Despite these parallels, it may still seem ridiculous to compare cheap movies to an ancient religious text. But Sontag believes that even poorly imagined films are attempting to deal with serious problems of modern society. While her analysis is focused on Cold War-era politics, Camille Paglia sees in them a yearning for old time religion in a secular age that offers only technology or therapy:

Like Fifties science-fiction films, Seventies disaster films, such as The Towering Inferno, have been blamed on international political tensions and anxieties. I disagree. . . . The present preoccupation with nuclear apocalypse is also crypto-religious [as Perry Miller’s essay also recognizes]. Fear of world holocaust is another self-haunting, a way to subordinate the self to the cosmos in an era of easy, all-forgiving therapies and faiths.[vii]

Perry Miller’s essay on the end of the world begins by marveling that people in the middle ages could live lives of ease when they were surrounded by churches bearing “terrifyingly realistic scenes of the last judgment,”[viii] especially considering that their lack of knowledge of the cosmos meant that for them, only God’s will held kept the universe in motion, and not only could he choose to end it at any time, but at some point he certainly would end it. But this is no more remarkable than our society, since we too are surrounded with detailed images of the end of the world, which we happily consume in our own homes or when we make pilgrimages to the movie theatre. And for us too, there is “no scientific reason why the awful blow should not fall at any moment.”[ix] If it doesn’t fall for the universe as a whole, it could at least fall for that part of it we care about the most: human civilization. As long as this is the case, there will be apocalyptic images to address our anxieties. And even if critics judge the images as bad art and bad morals, I don’t think they will cease to be fascinated by them either.

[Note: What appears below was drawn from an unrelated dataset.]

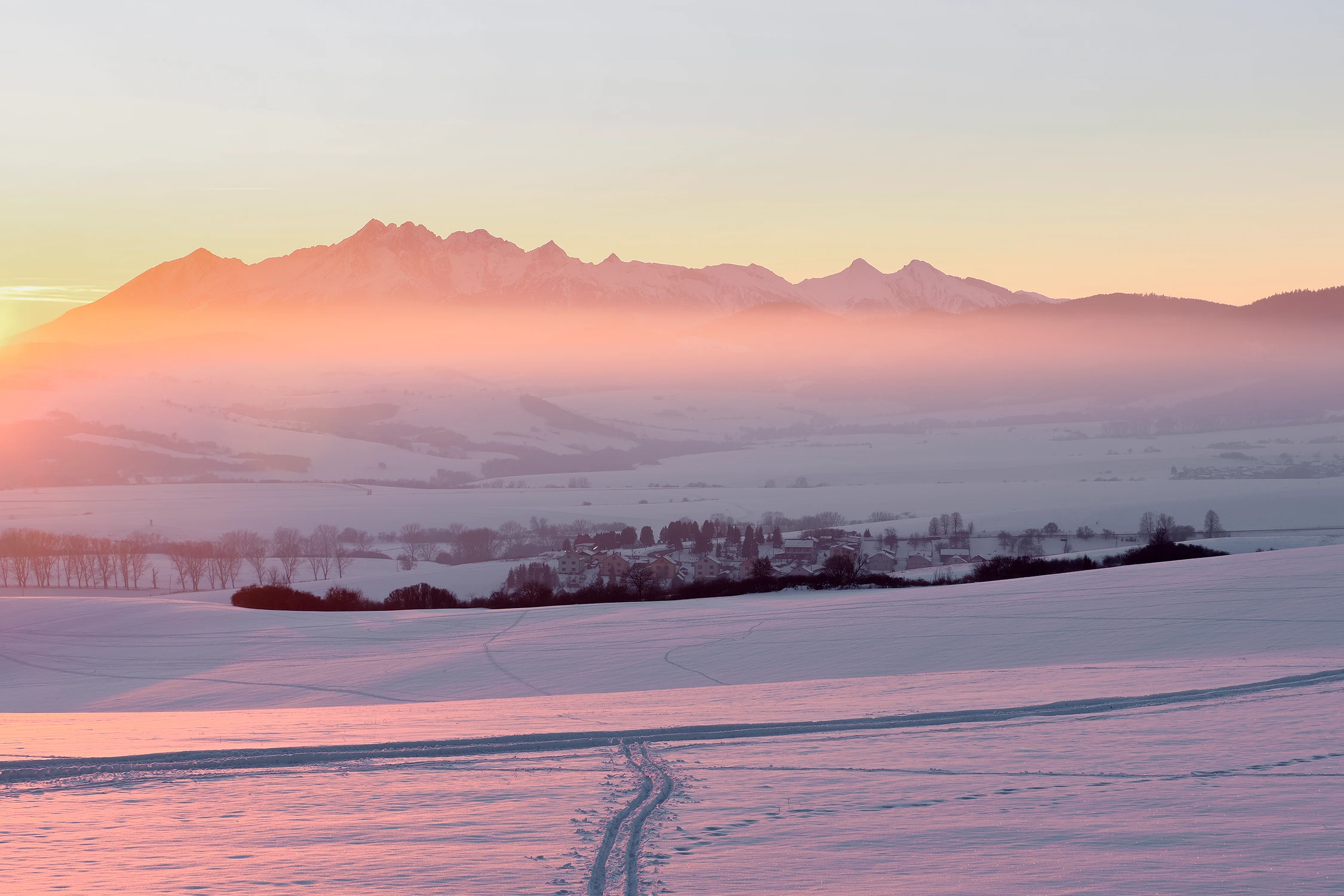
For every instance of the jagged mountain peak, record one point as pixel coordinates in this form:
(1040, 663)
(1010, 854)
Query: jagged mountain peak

[i] Perry Miller, “The End of the World.” The William and Mary Quarterly, Third Series, Vol. 8, No. 2, 1951.
[ii] Sontag, Against Interpretation. Farrar, Stras & Giroux, 1966.
[iii] Susan Sontag, Against Interpretation. Farrar, Stras & Giroux, 1966.
[iv] Susan Sontag, Against Interpretation. Farrar, Stras & Giroux, 1966.
[v] D.H. Lawrence, Apocalypse. Viking Press, 1931.
[vi] Harold Bloom, The American Religion. Simon & Schuster, 1992.
[vii] Camille Paglia, Sexual Personae. Vintage, 1991.
[viii] Perry Miller, “The End of the World.” The William and Mary Quarterly, Third Series, Vol. 8, No. 2, 1951.
[ix] Perry Miller, “The End of the World.” The William and Mary Quarterly, Third Series, Vol. 8, No. 2, 1951.